At least twice recently, the emergency arrangement has led to violence. On May 30, a melee broke out at CPS' main Dallas office. It took seven police officers to restore order. Three teens were arrested. Earlier in May, a CPS worker in Tarrant County was injured during a similar altercation among two foster teens who were spending the night at a state office.
The children involved are some of the hardest cases CPS sees. Some 76 percent of the foster kids are ages 11 to 18, and half have been through at least 11 foster-care placements.
"These are very, very difficult kids with a lot of issues," Mr. Crimmins said, citing mental retardation, mental illness and severe emotional problems. "They are for the most part very difficult to place. ... Most have been in the system for quite some time."
I promise you... this is the tip of the iceberg.
I encourage you to "really" do homework on this issue.
Until you have looked into the eyes of a little girl so ravenously raped that her insides have to be repaired, including her intestines, I don't want to hear your pathetic erronous percentages.
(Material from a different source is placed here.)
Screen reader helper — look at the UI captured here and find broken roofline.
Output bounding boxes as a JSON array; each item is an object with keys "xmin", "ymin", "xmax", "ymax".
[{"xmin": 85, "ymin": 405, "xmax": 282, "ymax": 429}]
One is too many... even if that is .00001%.
Removing a breastfed infant from a mother who is willing to leave the "ranch"... anything it takes... is straight out of the Chineese handbook. Hell yeah I'm gonna stand up against that crap.
“I am so furious and disgusted at this suggestion it is making my blood boil!”
Perhaps you could suggest a group that the FLDS members would find more acceptable.
Here’s a suggestion. The judge doesn’t have to comply, just take the infants and go on. Not being breastfed will not kill or hurt the babies. There millions upon millions of perfectly adjusted bottle fed babies.
1st, yldstrk did not declare her gender until later in the thread. Ignorant of this fact I confess to - but my statement was Any man that claims to know the mind of God is an idiot, a fool, or insufferably arrogant. In any case, the :man” in my statement refers to “human”, not a specific gender. I stand by the substance of my statement.
2nd, I didn’t have any problem with her “close relationship to God”. I had a problem with “God wouldnt want this kind of sick set up believe me.”
As to the meat of my disagreement, read your Bible. God tolerated, in some cases demanded, behavior that would quickly see you shunned or jailed today.
I hate to see someone claim to know every detail of what God wants, or what God will accept.
Thanks, FRiend. Others here seem to disagree.
Are you trying to tell me that their location determines if they have rights?
It disturbs me that the very same people who rag on the LSM about inaccuracies and poor and biased reporting are swallowing every single line they are being fed by the very same LSM.
Even the LDS people don't call their church "the Mormon church" so we have to presume they might have even figured that part out too.